Allora, per chiarire: ma di preciso cosa cavolo fa un coach?

"Il coach deve aiutare a risolvere quei dubbi che non sono risolti né dai dati, dai numeri, né dalle sensazioni. Il pilota è il primo a sentirsi in errore, tu coach devi essere quello che soppesa il tutto e dà una risposta. Non sulla scelta di un assetto, ma nel modo di portare al massimo la somma tra guida, traiettorie, talento. Oggi per esempio ci sono 8 Ducati in MotoGP, tutti hanno i dati. Bisogna cercare di dare risposte, magari dicendo cosa non va bene. Non ti nascondo che il lavoro che ho fatto in TV, dove guardavo i numeri, le analisi, per prendere spunti su quello che volevo dire, mi è servito per questo lavoro. Perché vedevi cose che dai box non vedi".

 

Roberto Locatelli

Adesso sei addirittura Team Manager della Fantic in Moto2!

"Adesso è un sogno che si sta realizzando, anche perché andando verso i 50 anni, volevo trovare una strada. Quando la Fantic e Stefano Bedon mi hanno proposto questo ci ho pensato con molta calma, ne ho parlato amichevolmente con Uccio e Pablo seduto in terra nel loro ufficio (a me piace sedermi in terra, voglio essere il più basso quando chiedo di sentire quello che ho da dire). Ci siamo lasciati diciamo 'amorevolmente' perché loro hanno capito il mio desiderio di provare a sviluppare il mio lavoro".

 

Mi sembra giusto, anche perché quella è un po' la struttura che era il Team Sky, un ambiente che conosci bene.

"Certo, certo, vero, la stessa".

 

E Aron "Tattoo" Canet com’è?
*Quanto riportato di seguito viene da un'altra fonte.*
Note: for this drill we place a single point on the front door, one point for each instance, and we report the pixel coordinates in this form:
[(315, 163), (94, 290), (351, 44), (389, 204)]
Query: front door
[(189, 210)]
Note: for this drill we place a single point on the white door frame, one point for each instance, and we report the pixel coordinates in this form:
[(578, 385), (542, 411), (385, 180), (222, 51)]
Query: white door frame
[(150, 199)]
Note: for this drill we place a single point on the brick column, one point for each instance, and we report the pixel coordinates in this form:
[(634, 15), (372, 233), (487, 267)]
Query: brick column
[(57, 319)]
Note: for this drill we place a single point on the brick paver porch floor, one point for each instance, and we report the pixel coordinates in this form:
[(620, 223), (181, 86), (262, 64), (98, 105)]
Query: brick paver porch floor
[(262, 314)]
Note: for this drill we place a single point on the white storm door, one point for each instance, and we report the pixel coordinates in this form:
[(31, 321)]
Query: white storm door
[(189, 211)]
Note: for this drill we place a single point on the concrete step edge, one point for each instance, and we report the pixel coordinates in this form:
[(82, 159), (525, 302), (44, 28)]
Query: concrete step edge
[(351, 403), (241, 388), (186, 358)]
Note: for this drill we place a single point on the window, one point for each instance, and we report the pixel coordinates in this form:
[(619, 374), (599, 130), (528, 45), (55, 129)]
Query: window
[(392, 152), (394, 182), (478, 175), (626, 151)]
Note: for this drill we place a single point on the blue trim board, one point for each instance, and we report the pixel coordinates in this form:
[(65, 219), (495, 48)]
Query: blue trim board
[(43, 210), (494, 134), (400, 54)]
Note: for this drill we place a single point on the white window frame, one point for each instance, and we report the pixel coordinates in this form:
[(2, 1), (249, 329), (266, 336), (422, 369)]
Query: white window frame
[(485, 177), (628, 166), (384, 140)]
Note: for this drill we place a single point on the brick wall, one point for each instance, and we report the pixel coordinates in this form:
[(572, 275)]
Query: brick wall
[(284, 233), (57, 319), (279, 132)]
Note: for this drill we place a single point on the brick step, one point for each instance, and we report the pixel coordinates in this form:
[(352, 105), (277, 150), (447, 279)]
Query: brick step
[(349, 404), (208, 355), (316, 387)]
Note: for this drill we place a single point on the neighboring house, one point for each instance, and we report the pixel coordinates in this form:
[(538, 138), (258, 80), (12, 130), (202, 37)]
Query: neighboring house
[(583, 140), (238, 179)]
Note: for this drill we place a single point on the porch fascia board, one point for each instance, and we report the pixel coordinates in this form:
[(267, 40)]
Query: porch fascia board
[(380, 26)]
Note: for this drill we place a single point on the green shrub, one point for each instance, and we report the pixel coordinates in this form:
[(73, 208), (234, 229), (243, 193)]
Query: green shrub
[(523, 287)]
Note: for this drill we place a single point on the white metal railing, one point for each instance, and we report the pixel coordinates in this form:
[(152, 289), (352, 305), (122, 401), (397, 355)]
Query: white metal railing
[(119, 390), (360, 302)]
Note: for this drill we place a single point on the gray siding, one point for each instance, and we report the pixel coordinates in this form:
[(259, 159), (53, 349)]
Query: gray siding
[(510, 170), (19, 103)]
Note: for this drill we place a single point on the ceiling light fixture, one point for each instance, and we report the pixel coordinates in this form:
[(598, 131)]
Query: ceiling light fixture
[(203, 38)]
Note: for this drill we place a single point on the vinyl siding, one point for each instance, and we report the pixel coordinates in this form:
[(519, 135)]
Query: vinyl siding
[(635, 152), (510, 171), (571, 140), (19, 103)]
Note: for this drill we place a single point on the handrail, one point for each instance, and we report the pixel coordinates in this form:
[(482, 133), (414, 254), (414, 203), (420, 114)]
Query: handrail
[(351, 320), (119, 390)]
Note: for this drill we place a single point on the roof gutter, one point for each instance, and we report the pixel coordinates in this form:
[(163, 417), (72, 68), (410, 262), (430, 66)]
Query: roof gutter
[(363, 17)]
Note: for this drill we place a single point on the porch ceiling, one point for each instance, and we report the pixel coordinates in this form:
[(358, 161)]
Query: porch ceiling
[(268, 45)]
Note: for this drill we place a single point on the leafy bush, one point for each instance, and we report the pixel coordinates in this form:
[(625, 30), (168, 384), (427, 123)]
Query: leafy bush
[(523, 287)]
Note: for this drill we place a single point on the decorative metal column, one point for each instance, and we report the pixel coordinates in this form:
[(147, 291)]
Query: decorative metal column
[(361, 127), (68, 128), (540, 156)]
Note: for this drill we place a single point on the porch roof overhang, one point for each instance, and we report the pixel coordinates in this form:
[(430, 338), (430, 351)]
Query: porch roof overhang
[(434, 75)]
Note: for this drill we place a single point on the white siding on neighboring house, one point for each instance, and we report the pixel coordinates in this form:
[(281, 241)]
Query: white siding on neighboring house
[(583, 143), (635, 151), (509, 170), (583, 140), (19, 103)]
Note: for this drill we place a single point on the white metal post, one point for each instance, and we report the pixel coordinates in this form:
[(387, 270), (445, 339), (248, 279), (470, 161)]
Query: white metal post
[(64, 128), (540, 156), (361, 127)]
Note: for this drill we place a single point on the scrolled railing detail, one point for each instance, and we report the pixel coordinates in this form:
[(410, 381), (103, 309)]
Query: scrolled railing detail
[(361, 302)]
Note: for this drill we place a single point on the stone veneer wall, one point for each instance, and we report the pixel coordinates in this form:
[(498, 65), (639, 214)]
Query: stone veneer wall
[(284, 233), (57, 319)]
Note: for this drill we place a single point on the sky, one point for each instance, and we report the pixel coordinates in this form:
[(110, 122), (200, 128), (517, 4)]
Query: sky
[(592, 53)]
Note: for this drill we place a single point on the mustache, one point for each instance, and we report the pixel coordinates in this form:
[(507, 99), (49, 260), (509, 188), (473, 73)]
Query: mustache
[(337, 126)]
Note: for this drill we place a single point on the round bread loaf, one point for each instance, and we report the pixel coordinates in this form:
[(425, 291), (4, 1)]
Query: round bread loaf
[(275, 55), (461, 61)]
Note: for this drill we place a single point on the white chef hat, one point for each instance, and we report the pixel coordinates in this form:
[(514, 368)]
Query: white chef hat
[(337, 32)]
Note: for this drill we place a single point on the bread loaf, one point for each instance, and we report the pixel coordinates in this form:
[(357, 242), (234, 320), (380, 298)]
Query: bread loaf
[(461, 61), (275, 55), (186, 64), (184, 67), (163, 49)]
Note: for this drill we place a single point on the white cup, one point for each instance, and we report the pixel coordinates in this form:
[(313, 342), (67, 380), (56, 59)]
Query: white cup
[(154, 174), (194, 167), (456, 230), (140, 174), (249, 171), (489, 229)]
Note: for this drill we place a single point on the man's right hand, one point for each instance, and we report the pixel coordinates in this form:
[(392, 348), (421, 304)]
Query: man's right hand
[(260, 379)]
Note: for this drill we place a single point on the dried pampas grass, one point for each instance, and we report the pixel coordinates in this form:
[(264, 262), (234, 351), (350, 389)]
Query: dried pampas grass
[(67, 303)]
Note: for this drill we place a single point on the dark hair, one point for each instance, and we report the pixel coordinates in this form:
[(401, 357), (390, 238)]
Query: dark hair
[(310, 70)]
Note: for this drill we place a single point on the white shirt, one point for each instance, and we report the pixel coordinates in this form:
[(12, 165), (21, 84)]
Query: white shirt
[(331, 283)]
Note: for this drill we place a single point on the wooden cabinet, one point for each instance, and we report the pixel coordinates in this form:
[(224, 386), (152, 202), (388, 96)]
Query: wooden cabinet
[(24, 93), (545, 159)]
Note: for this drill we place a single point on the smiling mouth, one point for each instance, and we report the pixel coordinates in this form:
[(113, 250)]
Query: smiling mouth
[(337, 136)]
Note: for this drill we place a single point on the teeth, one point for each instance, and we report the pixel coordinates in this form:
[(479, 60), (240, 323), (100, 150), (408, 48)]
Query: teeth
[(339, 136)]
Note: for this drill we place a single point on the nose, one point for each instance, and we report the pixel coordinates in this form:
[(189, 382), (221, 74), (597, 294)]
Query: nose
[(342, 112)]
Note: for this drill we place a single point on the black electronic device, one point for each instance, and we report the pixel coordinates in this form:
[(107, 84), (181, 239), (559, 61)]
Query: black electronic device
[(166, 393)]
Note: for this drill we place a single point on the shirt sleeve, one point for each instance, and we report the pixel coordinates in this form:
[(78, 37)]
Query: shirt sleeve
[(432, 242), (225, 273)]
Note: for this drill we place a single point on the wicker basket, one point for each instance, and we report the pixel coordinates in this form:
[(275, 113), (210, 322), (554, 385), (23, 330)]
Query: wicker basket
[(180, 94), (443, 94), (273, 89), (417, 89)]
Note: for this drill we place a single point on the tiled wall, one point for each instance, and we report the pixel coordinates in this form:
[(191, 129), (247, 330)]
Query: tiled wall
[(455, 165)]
Lo chiamo così per sorridere, ma tu lo hai portato alla sua prima vittoria in Portogallo ed è tra quelli che si giocano pole e probabilmente il Mondiale.

"Stai parlando dell'uomo più dipinto del mondo? È un ragazzo che per me assomiglia a Casey Stoner del quale sono stato compagno e ti dico che questo talento esplosivo, immediato che parte da subito al 100 per 100 deve soltanto imparare a gestirsi. È quello che stiamo cercando di fare. Considerando la sua bravura se riusciamo a far sì che il suo 'traction control' umano funzioni può essere vincente".

 

Roberto Locatelli
Foto IG @fanticmoto2

Come vedi il campionato adesso rispetto ai tuoi tempi?

"Io lo vedo bello. Star qui a parlare di cose vecchie, non restiamo innamorati del vecchio, ma guardiamo avanti. Chi si ferma a guardare al passato, che non sfrutta le cose che ci sono e non guarda avanti, poi forse la gara la perde anche la domenica. Sono convinto che a gestire questo sport ci siano persone intelligenti che non snatureranno, né perderanno l'anima di questo sport. Cerchiamo di aggiungere qualcosa".

 

Tu come Roberto Locatelli, vorresti arrivare anche in MotoGP?

"Sì, voglio vincere un campionato del mondo di MotoGP da team manager, non mi fermo. Come sono riuscito a vincere quel campionato che sognavo da bambino, il mio sogno non si ferma qua. Con Fantic ci sono tanti progetti, tanti sogni e mi piace salirci su questi treni. Valutare e lavorare per far diventare i sogni qualcosa di possibile".

 

Foto IG @fanticmoto2
Foto IG @fanaticmoto2

Con la famiglia sei felice, va tutto bene.

"Mia moglie compensa anche quella parte di me come padre che non riesco a fare perché il mio lavoro mi porta purtroppo molto spesso lontano da casa. Lei mi aspetta, mi completa. Prima poteva venire spesso alle gare, ma adesso ci sono i figli da cresce, curare, portare a scuola e alle varie attività".

 

Vuoi aggiungere qualcosa che non ti ho chiesto?

"Se ci potessero essere dei cloni di Roberto Locatelli, non avrei mai mollato i lavori che ho avuto: mi piacerebbe essere ancora in Gilera con Simoncelli, a lavorare da Valentino, a fare il commentatore, essere ancora da Vasco Rossi. Insomma non riesco a stare dove avrei voluto restare per tutta la vita. È una cosa positiva, ho sempre cambiato per fare qualcosa in più, ma se potessi essere cento Locatelli starei  in ognuno dei posti dove sono stato, perché ci sono stato bene".

 

Beh grazie "Loca", un modo di vedere le cose molto personale e umano. Con un linguaggio pure lui molto peculiare.